また、黒斑山の頂上から浅間山の雄大な眺めをバックに記念写真を撮った時も、『彼女にこの景色を見せたかったな』と言う声が期せずして上がる。
幼なじみの山歩きのメンバーで『紅一点』のH子ちゃんが、体調を崩して今回の山歩きに参加していない。
黒斑山に向かう車中の話題は、
『我々にはわからないストレスがあって、それが引き金になったのかもね』
『辛抱強い彼女のこと、きっと我慢し過ぎたんだよ』
『健康に自信があったのが、かえって仇になったかもね』
等々、もっぱらH子ちゃんの健康についての話しであった。
彼女が体調を崩したという知らせがあったのは、ほぼ1か月前のこと。
しかも、当分の間、山歩きなどの運動は自粛して下さいとドクター・ストップがかかったとのこと。
寝耳に水の知らせだった。
この歳になっても健康診断の結果が『オールA』という、元気印の元祖のようなH子ちゃん、険しい上り下りもものともせずに歩き通してしまう男勝りの健脚ぶりを発揮していた、あのH子ちゃんが、選りによってドクター・ストップで戦線離脱になるなんて、と絶句であった。

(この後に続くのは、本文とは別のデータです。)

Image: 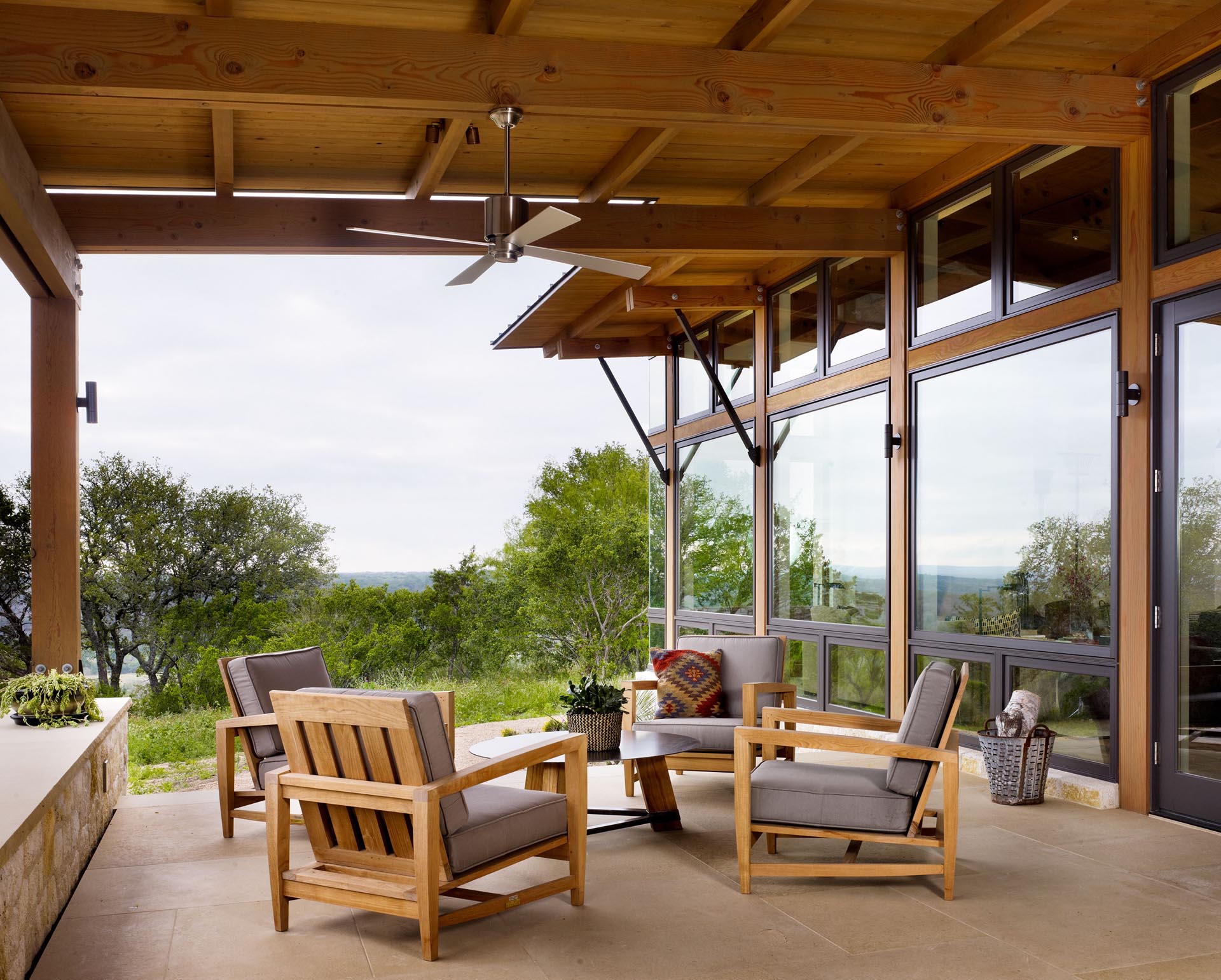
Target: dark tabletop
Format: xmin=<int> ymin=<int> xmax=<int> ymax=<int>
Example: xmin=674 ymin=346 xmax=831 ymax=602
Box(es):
xmin=467 ymin=731 xmax=700 ymax=764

同時に、これは『少し休みなさい』という彼女へのシグナルでもあると思えて、焦らずにゆっくりと休養して、英気を養い、再び戦列復帰することを切に祈った次第である。
『秋になって、すずしくなったら、みんなで彼女を食事に誘うことにしようや』と帰りの車の中で、話し合った。
我が幼なじみたちは、みんな心根のやさしい男たちである。